荷花把小手抽回去,坐下去说:“不是啦!你们四期的是郭教官,老郭到五期结束就不带学员了,我的教官是梅姐!对了,她就是你们四期的,据说她是四期唯一的女学员,冬梅。”
冬梅?冬月梅!王壮陡然顿悟,这么多年过去了,原来冬月梅一直都在基地,在基地当教官!王壮抑制住心底里的悸动,面上不露声色道:“哦,我知道,这位梅教官现在还在基地吧,应该是七期还是八期的学员教官了吧?”
“嗯,梅教官还在……”菜鸟就是菜鸟,荷花的话被王壮一下子就套出来了。
对面的向日葵不干了,及时出面制止道:“荷花荷花,你忘记基地的纪律了是吧?什么该说什么不该说,你这样怎么出徒的呐?你盗哥这是考你呐,分数是D,最差!”
荷花吐下舌头,耸耸肩膀,不再说话了。王壮笑笑说:“葵哥,吃点什么?侍应生!”他抬手用英语招呼道。
向日葵长得高大魁梧,饭量大,王壮知道这是一吃货,就点了不少的肉食,向日葵摆手道:“兄弟,葵哥我现在减肥,我都两百多斤了,你还是让我吃素吧!”
王壮就笑道:“你得了吧,我真给你吃素,回头你得骂死我,这里的火鸡不错,我点了一整只,哈哈,保你过瘾,对了,小荷师妹吃点什么?水果色拉还是蔬菜色拉?”
“干嘛色拉啊,我也要吃火鸡!”荷花因为刚才中了王壮的道儿,就有些没好气地撅嘴道。
“呵呵,这家什,梅教官训练出来的学员,火气还挺大,象她的学生,那就火鸡,侍应生,上酒,北京二锅头,牛二,别跟我说没有啊!”

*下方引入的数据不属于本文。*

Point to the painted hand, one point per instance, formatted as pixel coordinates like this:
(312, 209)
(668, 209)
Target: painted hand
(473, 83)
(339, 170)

站在一旁笑容可掬的服务员点头哈腰道:“有有,牛二,有,你们来几瓶?”
向日葵也笑了道:“真好,在美国纽约,我们居然还能喝到北京的牛二,不过我们翻越了半个地球跑到美国佬这里来,干嘛还喝中国的酒啊,要喝就喝美国的牛二!”
王壮正色道:“也对,那就美国的牛二,吃火鸡,配龙舌兰酒,就这样了!”
三个人有说有笑大吃一顿,王壮心里有些着急,这两位从进来到现在,一句任务都没提,也许觉得这里不是说话的地场?其实做特工的都喜欢在公共场所交接任务和情报,人越多的地场越安全,非要找一个封闭隐秘的空间,反倒不行,容易被监控。
吃喝完了,荷花喝了点酒就粉面桃花了,王壮心底一动,心说完蛋,自己在上海的特训算是遭尽了,怎么一点定力都没有了,见到美女就悸动,这样早晚会招桃花劫的。

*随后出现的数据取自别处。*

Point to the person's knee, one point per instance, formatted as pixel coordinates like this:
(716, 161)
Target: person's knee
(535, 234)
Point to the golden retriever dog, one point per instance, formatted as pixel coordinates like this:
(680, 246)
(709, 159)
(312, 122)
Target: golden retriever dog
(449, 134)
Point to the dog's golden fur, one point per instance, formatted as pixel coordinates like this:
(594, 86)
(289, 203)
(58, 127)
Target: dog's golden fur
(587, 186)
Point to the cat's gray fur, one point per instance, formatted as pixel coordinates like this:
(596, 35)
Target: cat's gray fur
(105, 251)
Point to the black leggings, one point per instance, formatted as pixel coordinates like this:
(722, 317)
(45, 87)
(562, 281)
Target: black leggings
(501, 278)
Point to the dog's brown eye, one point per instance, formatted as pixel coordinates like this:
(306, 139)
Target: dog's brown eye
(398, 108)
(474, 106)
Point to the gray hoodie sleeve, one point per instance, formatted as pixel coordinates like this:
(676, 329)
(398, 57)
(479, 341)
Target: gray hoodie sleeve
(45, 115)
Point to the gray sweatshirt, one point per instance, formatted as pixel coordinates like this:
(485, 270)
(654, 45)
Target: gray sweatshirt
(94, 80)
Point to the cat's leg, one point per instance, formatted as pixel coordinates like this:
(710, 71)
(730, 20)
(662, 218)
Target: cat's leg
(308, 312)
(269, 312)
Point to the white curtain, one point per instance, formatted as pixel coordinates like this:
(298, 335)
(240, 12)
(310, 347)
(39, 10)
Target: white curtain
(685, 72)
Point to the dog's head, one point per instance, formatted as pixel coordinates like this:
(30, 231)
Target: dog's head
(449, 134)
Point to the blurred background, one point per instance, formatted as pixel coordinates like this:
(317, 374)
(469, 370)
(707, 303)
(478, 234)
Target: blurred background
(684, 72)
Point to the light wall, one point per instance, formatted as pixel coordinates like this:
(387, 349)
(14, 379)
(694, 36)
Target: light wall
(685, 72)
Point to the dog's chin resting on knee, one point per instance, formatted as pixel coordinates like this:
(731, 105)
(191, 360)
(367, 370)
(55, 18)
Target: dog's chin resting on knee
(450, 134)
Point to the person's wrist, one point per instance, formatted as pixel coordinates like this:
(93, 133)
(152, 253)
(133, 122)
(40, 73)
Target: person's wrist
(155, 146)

向日葵点了支烟,舒舒服服坐着,对王壮说:“那些个油桶,我们给端掉了,拉斐尔一个人想要独吞,藏在西太平洋的一个小岛上,根据你提供的信息,我和爬山虎,就我们两个,几乎翻遍了那一片海域,跟加勒比海盗打了无数架,终于弄到手了。”
王壮竖起大拇指道:“好样的!”
“所以,”向日葵压低声音,凑近了说,“我们放出风声,说那批货被你小子给黑吃黑了,拉斐尔带着他的佣兵小组,正特么满世界淘澄你呐,嘿嘿嘿!”
王壮一听这话,脑袋顿时就大了!“我靠,你这是干啥?拉斐尔不仅仅佣兵团这么简单,还有埃塔!你这不是往死里整我吗?”

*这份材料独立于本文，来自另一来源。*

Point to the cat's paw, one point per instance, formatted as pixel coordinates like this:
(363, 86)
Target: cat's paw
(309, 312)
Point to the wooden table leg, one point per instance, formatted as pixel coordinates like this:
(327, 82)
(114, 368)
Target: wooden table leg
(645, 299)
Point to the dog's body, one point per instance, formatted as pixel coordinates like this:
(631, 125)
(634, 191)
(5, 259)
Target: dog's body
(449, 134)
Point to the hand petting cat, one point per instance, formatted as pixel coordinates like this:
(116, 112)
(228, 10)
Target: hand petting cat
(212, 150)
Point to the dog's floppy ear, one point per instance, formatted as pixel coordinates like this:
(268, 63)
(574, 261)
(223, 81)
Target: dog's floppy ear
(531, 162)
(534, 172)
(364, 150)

“不会吧,盗哥,你纵横南北美两大洲,黑白两道,杀人如麻,还有什么人是你害怕的吗!哈哈哈哈,兄弟,这把就看你如何摆脱拉斐尔的魔掌了,那可是人家的命根子,你知道那些人油的价值和意味着什么!”
王壮也点了支烟,有些紧张地四下张望了,小声道:“别绕圈子了,直接说任务!”
向日葵也板脸道:“任务是,干掉默哈徳国王。”
“默哈德?”王壮疑惑道。
“在科威特和伊拉克边境有个小小的王国,我们五年前去过那里,只是路过,但是老郭跟我们说过,那里是个独立王国,你还记得吗?”向日葵提醒道。
王壮点头:“当然记得,可是,这跟拉斐尔有什么关系?”
“呵呵,没有拉斐尔你去不了中东,情报显示,在沙特有个基地,你被拉斐尔抓住后,他不敢在美国把你怎么样,所以,接下来就看你的造化了……”
王壮有些郁闷,他明白落到拉斐尔手里会是怎样的磨难,但是,任务就是任务,不能问的太多,只能无条件接受。
王壮双手一摊道:“好吧,告诉我细节。”
三个人叫了饭后茶点,坐在美利坚现代化大都市纽约帝国大厦的顶层餐厅,开始密谋刺杀中东某国国王的定点清除行动细节。王壮一个人在餐厅坐了很久,向日葵跟荷花离开一个多小时后,他才结账离开。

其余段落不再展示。